[R] R WORDLE tool concepts vary

2022-02-24 Thread Avi Gross via R-help
This forum often discusses different ways of looking at a problem that result 
in often very different R formulations. Many may be RIGHT in a sense but some 
clearly have tradeoffs or work only in limited circumstances or come from some 
limited way of thinking. Note this message got to be a bit long, so feel free 
to skip it.

With this in mind, I saw the following article mentioned on R-bloggers about a 
sort of helper function that can be used as a way to identify what your next 
possible moves might be in the popular new game called WORDLE. The following 
article explains it well if interested:

https://www.r-bloggers.com/2022/02/wordle-solve-wordle-with-r/

I am not sure who the author is and clearly you can solve the problem in many 
ways using many languages. I looked at the code they used to learn from it. It 
is fairly compact and depends on another package that is used to look up 
potential words to see if they exist.

  library(hunspell)
 
  black <- ""

  exclude <- function(local, global = black) {
LETTERS[!LETTERS %in% c(local, global)]
  }

  wordle <- function(one, two, three, four, five, include = "") {
words <- apply(expand.grid(one, two, three, four, five), 1, \(x) paste(x, 
collapse = ""))
words <- words[grepl(paste0("(?=.*", include, ")", collapse = ""), words, 
perl = TRUE)]
words[hunspell_check(words)]
  }

Rather than explaining everything again, each move in this game is a guess of a 
five letter word. The feedback is to tell you which letters in your guess are 
NOT in the word of the day and which, if any, are correct and in the right 
position and which are correct but in a wrong position. Based on the feedback, 
you try another 5-letter word that may illuminate you further. You get six 
tries. I do not generally need help and always guess it in no more than 4-5 and 
several times in 3 and once, weirdly, in 2 tries. But it can be helpful to get 
a list of what words remain potentially valid and thus this function.

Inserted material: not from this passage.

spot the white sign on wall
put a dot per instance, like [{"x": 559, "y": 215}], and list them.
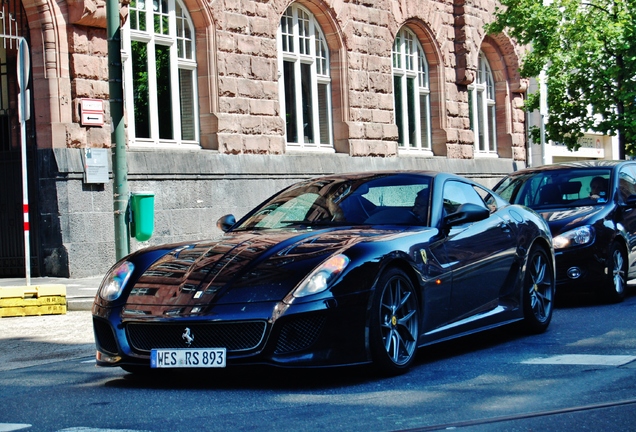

In English, the code above accepts inputs that boil down to which of the 26 
uppercase letters are allowed at this point in column ONE, and another set for 
two through five. It also uses info (one oddly kept in a global variable) that 
keep track of which letters are known not to be in the word at all as well as 
another holding those known to be there at least one time.

The first line can be translated into English:

  words <- apply(expand.grid(one, two, three, four, five), 1, \(x) paste(x, 
collapse = ""))

Basically it makes a potentially huge data.frame containing all combinations of 
words. Early in the game that may mean something in the neighborhood of 20 
possible letters for as many as five positions which can mean creating a 
data.frame on the order of millions of rows. The five columns are then stitched 
together into the potentially millions of 5-letter strings. UGH!

The next line of code uses a regular expression to test that all letters KNOWN 
at that point to be in the answer MUST  be present and any other filtered out. 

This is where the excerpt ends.